Tutorial 10. Hosting the OWI on your own S3#

Danger

The tutorial is not ready yet/ fully working. There are still some parsing errors that could not be resovled via the command line.

Scenario#

  • You want to host (parts of) the OWI index on your own S3 bucket for faster querying

  • You want to host slices of the OWI index on your own S3 Bucket.

Prerequisites#

  • Having owilix installed

  • Having an S3 bucket configured

1. Configure OWILIX to use your S3 bucket#

  1. Got to the owilix config directory: cd ~/.owilix

  2. Edit the “owilix.cfg” file: vi ~/.owi/owilix.cfg

  3. under repositories.config add the following:

     mys3: # name / abbrevation of teh repo. Must not start with +
       options: # Note: config options follow fsspec conventions
         protocol: s3a
         key: <Your Key here> # your key to s3 if it is not public
         secret: <Your Secret here> # your secret to s3 if it is not public
         endpoint: <endpoint> # your endpoint to s3
         path: owi-public/{access} # path to the bucket. {access} is a placeholder and must be provided
         async: True
       repository: s3a
    
  4. (Optional, but recommended): under the selected_remote section, you can select the remotes that should be active by default. If you do not add your remote here, you have to always specify it in the CLI with –remotes +mys3. The drawback of adding it here is, that the more remotes you have, the longer querying could take and you might end up with duplicate data.

  5. Check availability:

     >> owilix --remotes mys3 remote doctor
     Found 1 configured Remote Repositories
     mys3: connected
             user=False      project=False   public=False
    

    Since there are no dataset, it should be normal that user, project and public are all false. This requires a certain folder structur in the bucket. It is important, that it tells you abbrevation: connected

2. Pushing full datasets to your S3 bucket#

To fill the bucket, run an owi command to select datasets and pull them into the bucket (we use the mys3 remote assuming it was configured above)

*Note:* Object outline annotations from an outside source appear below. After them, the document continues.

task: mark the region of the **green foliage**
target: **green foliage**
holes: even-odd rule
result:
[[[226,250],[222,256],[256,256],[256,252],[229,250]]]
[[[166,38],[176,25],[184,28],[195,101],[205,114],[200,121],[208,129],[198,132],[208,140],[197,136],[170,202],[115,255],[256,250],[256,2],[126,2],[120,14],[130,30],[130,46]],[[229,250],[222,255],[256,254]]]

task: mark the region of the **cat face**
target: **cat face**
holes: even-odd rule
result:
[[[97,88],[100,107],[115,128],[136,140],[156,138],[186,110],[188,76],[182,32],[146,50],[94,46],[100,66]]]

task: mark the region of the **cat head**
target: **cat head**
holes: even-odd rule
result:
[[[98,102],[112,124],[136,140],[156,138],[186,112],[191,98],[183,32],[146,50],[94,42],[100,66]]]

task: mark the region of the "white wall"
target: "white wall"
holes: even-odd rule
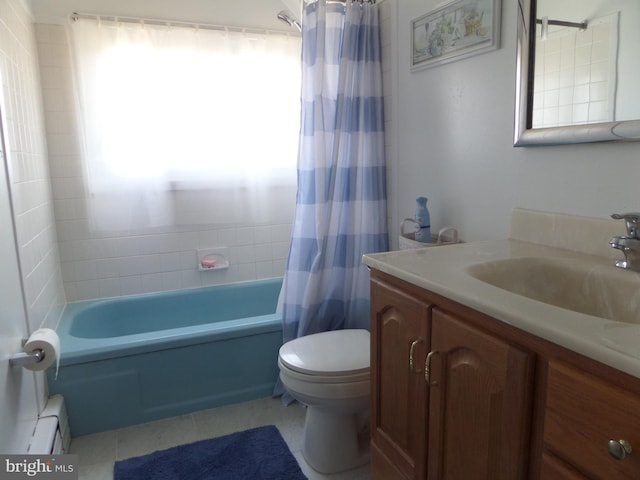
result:
[[[387,2],[397,15],[394,236],[419,195],[432,230],[451,224],[466,241],[507,237],[514,207],[602,218],[640,209],[640,143],[512,146],[516,1],[503,0],[499,50],[413,73],[410,22],[440,2]]]

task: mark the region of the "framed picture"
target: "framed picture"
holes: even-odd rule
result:
[[[502,0],[453,0],[411,22],[411,69],[495,50]]]

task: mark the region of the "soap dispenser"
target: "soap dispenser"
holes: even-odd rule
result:
[[[414,220],[420,229],[418,230],[416,226],[415,239],[417,242],[429,243],[431,242],[431,217],[427,208],[427,197],[416,198],[416,204]]]

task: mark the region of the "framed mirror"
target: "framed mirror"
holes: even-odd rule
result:
[[[518,0],[515,146],[640,140],[640,2]]]

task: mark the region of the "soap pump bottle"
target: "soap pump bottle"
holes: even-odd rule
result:
[[[417,242],[429,243],[431,242],[431,217],[427,208],[427,197],[416,198],[416,204],[414,217],[416,221],[415,239]],[[418,227],[420,228],[418,229]]]

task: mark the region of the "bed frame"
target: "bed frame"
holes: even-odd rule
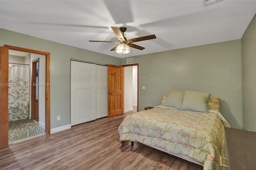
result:
[[[124,141],[123,141],[124,142]],[[132,144],[132,145],[133,145],[134,142],[133,141],[131,141],[131,143]],[[174,155],[175,156],[178,157],[179,158],[180,158],[182,159],[184,159],[185,160],[188,160],[189,162],[191,162],[193,163],[194,163],[195,164],[198,164],[198,165],[201,165],[202,166],[204,166],[204,163],[202,162],[199,162],[196,160],[195,159],[193,159],[192,158],[190,158],[188,156],[185,156],[185,155],[183,155],[182,154],[176,154],[175,153],[172,153],[172,152],[168,152],[168,151],[167,151],[165,149],[163,149],[162,148],[159,148],[159,147],[157,147],[157,146],[149,146],[149,145],[148,145],[147,144],[145,144],[145,145],[147,145],[148,146],[150,146],[152,148],[156,148],[156,149],[158,149],[158,150],[161,150],[162,151],[164,152],[166,152],[169,154],[170,154],[171,155]]]

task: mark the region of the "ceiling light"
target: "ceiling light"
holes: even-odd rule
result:
[[[116,52],[119,54],[128,54],[131,52],[131,50],[128,45],[121,43],[116,46]]]

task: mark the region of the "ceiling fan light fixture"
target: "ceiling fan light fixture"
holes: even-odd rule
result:
[[[116,46],[116,52],[119,54],[128,54],[131,52],[131,50],[128,45],[121,43]]]

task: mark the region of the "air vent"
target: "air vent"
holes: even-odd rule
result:
[[[203,0],[203,2],[204,2],[204,6],[206,6],[222,0]]]
[[[133,58],[126,59],[126,64],[133,64]]]

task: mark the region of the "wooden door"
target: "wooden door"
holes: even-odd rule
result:
[[[96,65],[71,61],[70,120],[72,126],[96,119]]]
[[[8,146],[8,48],[0,47],[0,148]]]
[[[38,58],[32,61],[32,77],[31,83],[31,119],[38,122],[39,109],[38,102],[39,60]],[[37,65],[38,66],[37,68]]]
[[[124,68],[108,65],[108,117],[124,113]]]

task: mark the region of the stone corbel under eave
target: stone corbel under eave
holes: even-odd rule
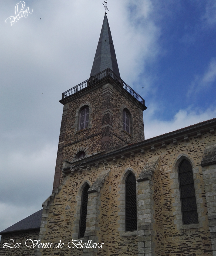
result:
[[[153,157],[149,159],[143,169],[141,171],[137,181],[138,182],[146,180],[151,180],[153,173],[159,164],[159,157]]]

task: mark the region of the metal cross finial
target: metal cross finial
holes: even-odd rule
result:
[[[106,6],[107,4],[107,1],[104,1],[104,2],[106,4],[106,5],[104,5],[104,4],[103,4],[103,6],[104,7],[104,8],[105,8],[105,9],[106,10],[106,11],[105,11],[105,14],[106,14],[106,10],[108,10],[108,11],[109,11],[109,9],[108,9],[108,8],[107,8],[107,6]]]

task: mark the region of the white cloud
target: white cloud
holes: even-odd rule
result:
[[[170,120],[152,119],[149,116],[145,116],[144,126],[146,139],[172,132],[187,126],[214,118],[216,108],[209,108],[205,111],[188,109],[180,109]]]
[[[196,75],[191,82],[188,92],[188,97],[195,96],[200,91],[210,87],[216,80],[216,61],[212,58],[205,72],[202,75]]]
[[[216,23],[216,2],[207,0],[205,13],[202,17],[205,26],[212,27]]]

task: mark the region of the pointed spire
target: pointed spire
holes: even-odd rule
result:
[[[108,20],[105,14],[90,77],[109,68],[120,76]]]

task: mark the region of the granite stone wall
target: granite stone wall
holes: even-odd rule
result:
[[[92,159],[88,168],[65,171],[61,186],[45,202],[42,241],[79,239],[80,188],[87,182],[90,188],[83,242],[104,243],[103,248],[66,246],[62,252],[53,249],[55,255],[212,256],[215,226],[210,218],[215,216],[211,211],[215,207],[215,165],[207,170],[201,164],[205,149],[216,136],[208,131],[200,135],[183,134],[182,138],[174,138],[171,142],[150,143],[106,159],[102,156],[99,164]],[[193,168],[198,223],[183,225],[177,170],[183,159]],[[125,232],[124,182],[130,172],[137,180],[137,230]],[[209,183],[211,187],[207,187]],[[45,254],[42,249],[37,255]]]

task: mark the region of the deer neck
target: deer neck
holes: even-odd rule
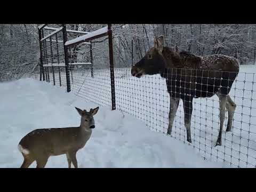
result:
[[[81,119],[81,123],[80,124],[80,128],[81,130],[86,133],[92,133],[92,129],[89,128],[88,123]]]

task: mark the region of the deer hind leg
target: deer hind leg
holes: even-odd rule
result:
[[[232,122],[233,121],[234,114],[236,110],[236,105],[231,99],[229,95],[227,96],[226,108],[228,110],[228,121],[226,131],[230,131],[232,128]]]
[[[177,111],[178,107],[179,107],[180,99],[172,98],[171,95],[170,98],[169,124],[168,125],[167,134],[170,135],[172,133],[172,125]]]
[[[49,156],[40,157],[36,159],[36,168],[44,168],[48,161]]]
[[[184,109],[184,123],[187,130],[187,141],[190,143],[191,140],[191,116],[193,110],[193,98],[183,100],[183,107]]]
[[[76,160],[76,152],[77,151],[70,151],[68,153],[68,155],[69,156],[72,163],[73,164],[75,168],[77,168],[77,160]]]
[[[220,130],[218,136],[215,146],[221,145],[221,135],[222,132],[223,124],[225,119],[226,103],[227,100],[227,95],[221,94],[220,93],[217,94],[220,100]]]
[[[28,168],[35,161],[35,159],[29,156],[24,156],[24,161],[20,168]]]
[[[67,153],[66,155],[67,156],[67,159],[68,160],[68,168],[71,168],[71,159],[69,157],[69,155],[68,155],[68,153]]]

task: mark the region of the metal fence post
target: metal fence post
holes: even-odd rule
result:
[[[133,66],[133,41],[132,39],[132,67]]]
[[[92,41],[90,41],[91,44],[90,44],[90,56],[91,57],[91,75],[92,78],[93,78],[93,66],[92,65]]]
[[[42,34],[41,34],[41,29],[38,29],[38,35],[39,35],[39,48],[40,48],[40,70],[42,71],[42,74],[43,74],[43,81],[45,80],[45,77],[44,76],[44,67],[43,66],[43,61],[42,61],[42,57],[43,57],[43,53],[42,52]],[[41,73],[40,72],[40,81],[42,81],[42,75]]]
[[[58,42],[58,35],[56,34],[55,35],[55,38],[56,38],[56,48],[57,50],[57,62],[58,65],[60,65],[60,54],[59,54],[59,43]],[[60,74],[60,66],[58,67],[58,69],[59,70],[59,81],[60,82],[60,86],[61,86],[61,77]]]
[[[50,37],[50,49],[51,49],[51,63],[52,63],[52,78],[53,79],[53,85],[55,85],[54,68],[52,66],[52,65],[53,64],[53,51],[52,51],[52,37]]]
[[[112,110],[116,109],[116,98],[115,93],[115,75],[114,73],[113,44],[112,41],[112,30],[111,24],[108,24],[108,46],[109,50],[109,65],[110,68],[111,96]]]
[[[65,43],[68,41],[67,35],[67,28],[66,24],[62,24],[62,33],[63,33],[63,43],[64,46],[64,55],[65,58],[65,68],[66,68],[66,77],[67,79],[67,92],[70,92],[70,79],[69,77],[69,68],[68,66],[68,47],[65,45]]]
[[[256,46],[254,47],[254,57],[253,57],[253,65],[255,65],[255,50],[256,49]]]

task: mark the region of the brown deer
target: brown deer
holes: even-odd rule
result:
[[[239,73],[239,62],[235,57],[214,54],[197,56],[179,52],[178,47],[164,46],[164,37],[154,39],[154,46],[131,69],[132,76],[159,74],[166,79],[170,96],[169,124],[167,133],[171,134],[172,124],[182,99],[184,108],[187,140],[191,142],[190,125],[193,98],[211,97],[216,94],[220,101],[220,131],[216,146],[221,145],[221,132],[228,112],[227,131],[231,131],[236,104],[228,95]]]
[[[93,115],[99,107],[89,112],[75,107],[81,116],[78,127],[41,129],[33,131],[20,141],[18,149],[24,157],[21,168],[27,168],[35,161],[37,168],[45,167],[51,156],[65,154],[71,167],[71,163],[77,168],[76,153],[84,147],[95,127]]]

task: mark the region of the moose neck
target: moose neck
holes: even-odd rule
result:
[[[162,52],[163,58],[165,60],[165,67],[161,69],[159,73],[162,77],[167,78],[167,74],[170,74],[172,68],[182,68],[184,66],[184,61],[181,58],[179,53],[176,52],[172,48],[164,46]]]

owilix --remotes +mys3,lrz,it4i remote pull all:2025-04-15#14/collectionName=main push_to_remote=mys3 num_threads=10

We use remotes lrz and it4, which are configured by default and host the main OWI index, and add our own s3 in addtion (the little +). we then pull all datasets from the main index for 14 days before the 15th April 2025 and push them to our own s3 bucket. We use 10 threads to speed up the process. it should take about 30 minutes / dataset on a good internet connection.

Note

As of now, long running jobs might fail due to an bug in the platform. However, syncing can continue from unsynced files by simply re-running the command.

3. Working with datasets in your S3 bucket#

By specifying --remotes mys3 all owilix commands run on your s3 bucket. Some examples:

Querying your S3 datasets#

List all datasets:

owilix --remotes mys3 remote ls

Slicing and creating new datasets:#

Slicing refers to the process of creating new datasets by materializing (several) queries over existing datasets.

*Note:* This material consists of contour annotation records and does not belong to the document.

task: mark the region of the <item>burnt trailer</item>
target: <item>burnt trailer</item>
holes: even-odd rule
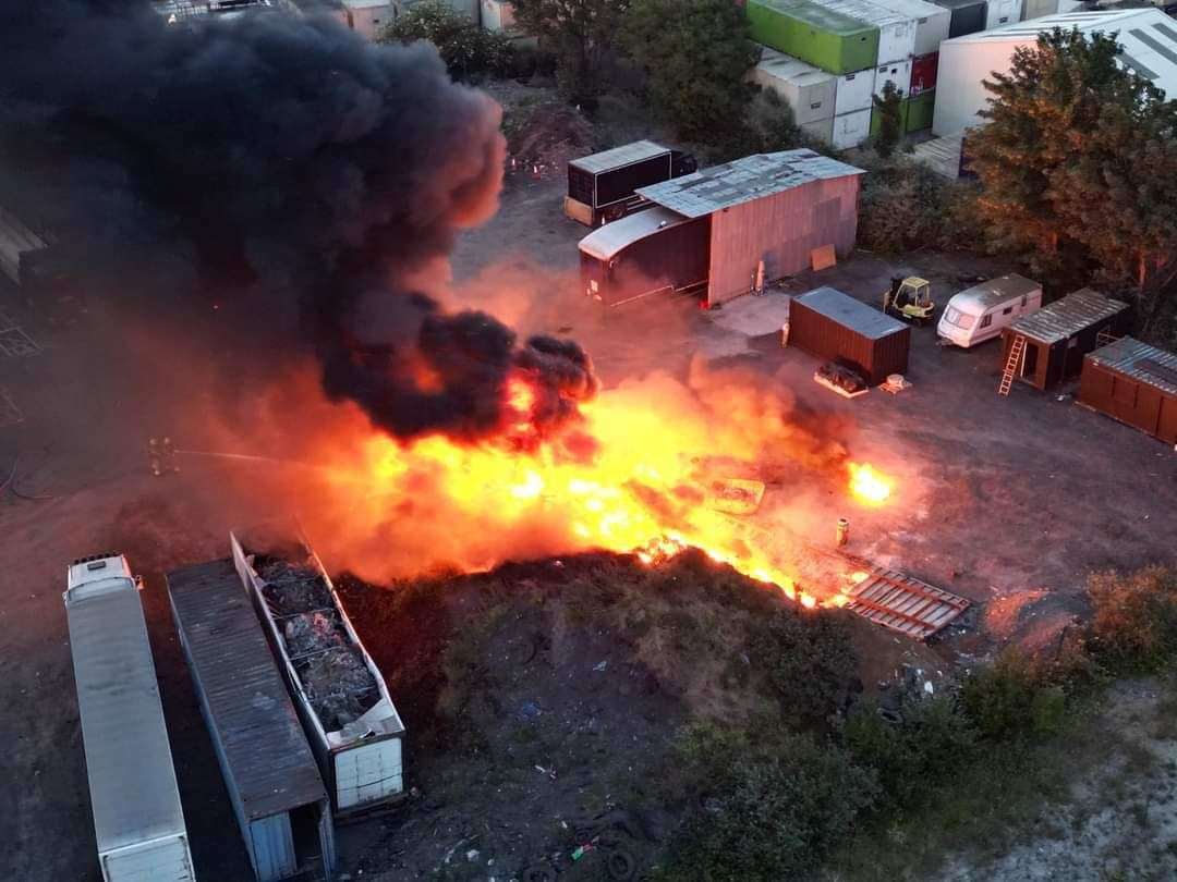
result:
[[[568,194],[564,213],[586,227],[620,220],[649,207],[637,191],[690,174],[694,156],[653,141],[634,141],[611,151],[568,161]]]
[[[1083,360],[1078,401],[1177,446],[1177,355],[1121,338]]]
[[[1020,355],[1011,366],[1015,376],[1035,388],[1049,389],[1078,376],[1083,356],[1106,335],[1119,336],[1126,323],[1128,303],[1080,288],[1004,328],[1000,363],[1009,365],[1010,352],[1022,338]]]
[[[789,305],[789,345],[825,361],[842,361],[878,386],[907,369],[911,327],[830,287]]]
[[[173,570],[167,593],[258,882],[330,880],[327,790],[233,561]]]
[[[710,218],[651,208],[580,241],[584,293],[606,306],[652,294],[690,293],[707,282]]]
[[[293,523],[230,534],[337,818],[404,795],[405,724],[322,561]]]

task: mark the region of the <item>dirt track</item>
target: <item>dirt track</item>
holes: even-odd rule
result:
[[[559,214],[560,187],[558,179],[512,181],[499,218],[460,243],[457,276],[470,278],[510,250],[539,259],[556,273],[571,272],[574,242],[585,230]],[[1000,267],[931,254],[897,267],[858,255],[820,281],[873,302],[892,273],[913,269],[931,278],[943,296],[959,287],[957,273]],[[806,287],[798,280],[791,289]],[[851,452],[906,476],[887,514],[856,515],[864,554],[893,559],[979,602],[1028,588],[1075,594],[1091,569],[1175,562],[1172,450],[1069,400],[1025,387],[998,399],[995,345],[972,353],[945,350],[935,346],[931,329],[917,330],[909,370],[915,387],[898,397],[872,392],[846,402],[812,383],[811,359],[780,350],[769,335],[771,309],[753,322],[763,335],[724,329],[717,315],[690,307],[673,308],[673,321],[645,312],[625,319],[631,326],[641,322],[636,341],[586,310],[574,287],[556,286],[547,294],[548,302],[531,310],[527,323],[548,330],[571,326],[594,353],[606,383],[653,366],[681,373],[701,353],[752,366],[810,406],[852,417]],[[21,313],[19,305],[12,309]],[[0,780],[9,784],[0,829],[15,831],[0,856],[0,878],[97,878],[60,593],[69,559],[112,546],[146,576],[148,626],[200,877],[247,878],[166,614],[161,576],[172,567],[224,555],[226,530],[258,515],[258,503],[226,495],[215,470],[204,463],[165,481],[146,475],[142,445],[155,430],[147,415],[159,413],[159,402],[128,393],[127,380],[140,368],[120,363],[109,342],[88,338],[85,325],[51,329],[35,314],[21,315],[45,349],[27,360],[0,359],[0,385],[25,412],[22,425],[0,429],[0,481],[19,453],[15,487],[24,494],[6,493],[0,501],[6,569],[0,737],[8,746]],[[167,389],[158,394],[166,399]],[[406,722],[412,730],[412,717]],[[412,775],[410,768],[410,782]],[[345,866],[353,866],[371,837],[385,835],[393,836],[393,829],[345,836]]]

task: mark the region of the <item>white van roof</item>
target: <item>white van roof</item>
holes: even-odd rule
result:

  • Step 1: Creating slices on your local machine from existing datasets on your s3

    query --remotes mys3 slice --remote all:latest/collectionName=main creator="Max Mustermann, MyS3Orga" "where=url_suffix='at'" prefetch=200 collection_name="all_of_austria"

    By only selecting the remote mys3 with --remotes, we are limiting the query and thus dataset creation to datasets stored add. Note that --remote (without the s) is part of the query command, which allows you to select remote and local datasets to be queried / sliced.

  • Step 1a(optional): Inspect the local slice

  • Step 2: Push the slice to the remote (TODO)

  • Step X: Delete the slices If you are not happy with the slices, you can delete the slices / all of your collection easily with

    • locally: owilix local remove all/collectionName=all_of_austria

    • remotely: owilix --remotes mys3 remote remove all/collectionName=all_of_austria

Note

Currently, slicing requires to create the new dataset on a local machine and then upload it again. This might change in the future.